Our brains are not really adapted to go this fast. Could it be partly responsible for the mental health epidemic of the last 40 years?
Then there is the waste that goes with planned obsolescence. When all of the supporting structures go to 5G, all your equipment must as well, or it won't work. Poorer people don't have money to upgrade every 15 months so they fall by the wayside.

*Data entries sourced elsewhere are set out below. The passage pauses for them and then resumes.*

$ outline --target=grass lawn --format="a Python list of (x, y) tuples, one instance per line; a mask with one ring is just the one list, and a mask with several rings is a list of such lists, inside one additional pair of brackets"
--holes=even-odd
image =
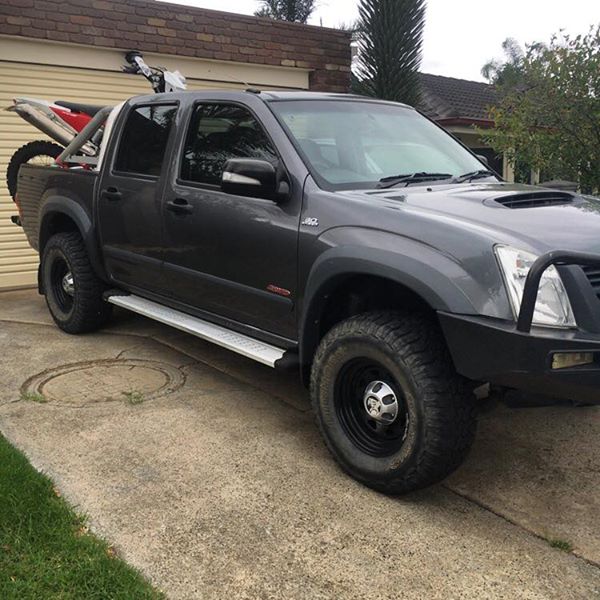
[(0, 598), (163, 598), (0, 436)]

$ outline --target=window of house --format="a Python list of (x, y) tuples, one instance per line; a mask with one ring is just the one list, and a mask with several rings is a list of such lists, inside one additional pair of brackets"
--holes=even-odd
[(176, 106), (157, 104), (132, 110), (119, 142), (115, 171), (160, 175), (176, 112)]
[(230, 158), (277, 161), (271, 141), (247, 109), (235, 104), (199, 104), (185, 141), (181, 179), (220, 185)]

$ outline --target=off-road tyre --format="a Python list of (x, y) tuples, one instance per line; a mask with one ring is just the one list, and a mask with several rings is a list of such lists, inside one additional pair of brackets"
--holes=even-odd
[[(363, 363), (379, 365), (381, 370), (371, 373), (389, 383), (398, 406), (403, 396), (405, 418), (394, 423), (391, 441), (384, 424), (386, 435), (377, 434), (380, 451), (361, 437), (368, 436), (363, 427), (373, 426), (367, 409), (362, 415), (367, 424), (360, 421), (368, 395), (361, 396), (364, 378), (361, 384), (352, 371)], [(350, 377), (356, 380), (348, 387)], [(371, 312), (334, 326), (317, 349), (310, 391), (318, 427), (334, 458), (352, 477), (384, 493), (403, 494), (441, 481), (462, 463), (475, 437), (475, 397), (454, 370), (439, 325), (427, 315)]]
[[(72, 294), (62, 285), (68, 272), (73, 278)], [(48, 240), (42, 253), (41, 278), (50, 314), (63, 331), (95, 331), (110, 318), (112, 305), (102, 299), (106, 286), (94, 273), (79, 232), (57, 233)]]
[(17, 194), (17, 177), (21, 165), (28, 163), (38, 156), (48, 156), (55, 159), (63, 150), (62, 146), (46, 140), (36, 140), (35, 142), (29, 142), (21, 146), (12, 155), (6, 169), (6, 185), (12, 199), (14, 200)]

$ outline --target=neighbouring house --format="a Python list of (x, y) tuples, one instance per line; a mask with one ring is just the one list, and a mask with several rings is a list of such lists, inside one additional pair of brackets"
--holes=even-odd
[(486, 144), (481, 130), (493, 129), (489, 109), (498, 102), (492, 85), (454, 77), (421, 73), (422, 102), (419, 107), (428, 117), (455, 135), (507, 181), (514, 181), (512, 166)]
[[(116, 104), (151, 92), (121, 73), (123, 54), (179, 69), (190, 89), (308, 89), (345, 92), (350, 34), (144, 0), (2, 0), (0, 107), (15, 96)], [(10, 222), (4, 173), (12, 153), (44, 136), (0, 111), (0, 289), (35, 285), (38, 256)]]

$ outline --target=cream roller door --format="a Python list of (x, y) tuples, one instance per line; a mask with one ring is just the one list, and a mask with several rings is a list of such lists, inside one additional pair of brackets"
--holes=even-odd
[[(242, 84), (188, 78), (188, 87), (239, 88)], [(142, 76), (0, 61), (0, 108), (9, 106), (15, 96), (108, 105), (151, 92), (150, 84)], [(17, 210), (8, 194), (5, 174), (8, 161), (17, 148), (45, 137), (15, 113), (0, 110), (0, 289), (36, 283), (38, 256), (29, 247), (21, 228), (10, 222), (10, 216)]]

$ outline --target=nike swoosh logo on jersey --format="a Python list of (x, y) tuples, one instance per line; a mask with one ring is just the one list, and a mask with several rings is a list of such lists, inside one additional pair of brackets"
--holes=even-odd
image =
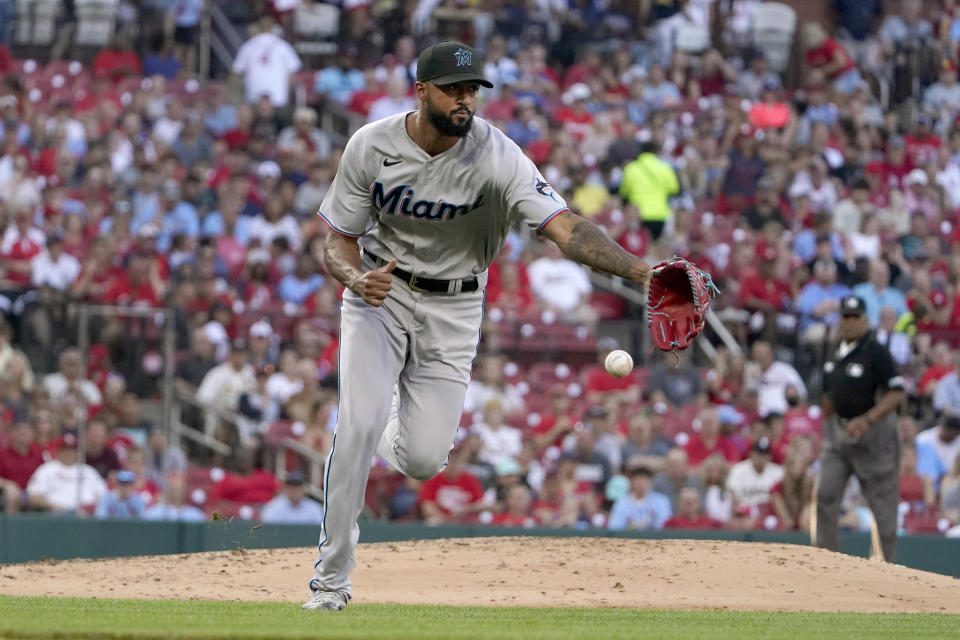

And the landfill fills up with toxic e-waste. Another loss to ecological stability, another boon for the capitalist system that craves speed and novelty regardless of cost, as long as the cost is externalized.
This pandemic has had an unexpected side effect. Everything has slowed down. Some of us don't know how to handle it, we have been artificially jacked up on environmental speed for so long. Maybe all of our lives. We may not, as animals, be adapted for speed, but our lizard brains love it. It gives a seductive type of power. It is associated with money and there for with power. It has a sexual component.
No wonder fast cars, boats, and jets are alluring. No wonder we are drowning in stimulant drugs, first cocaine and then meth. No wonder the man with the fastest things gets the girl. And because it is our lizard brain we can't even see it clearly.
But slowing down even the small amount required by the pandemic has given us a glimpse into the toxic nature of a pace of life built entirely on an ever accelerating speed.
Speed kills. Not just us, but the ecological web we need to survive. If we don't slow down the bough will break and we will come to a grinding halt.
What steps can we as citizens take to slow our lives down, when we live in an economic system that requires us to go ever faster or be left behind? And, by "left behind" the unspoken term is "to starve to death".
What will it take to build a different system, one that moves at the natural speed of life?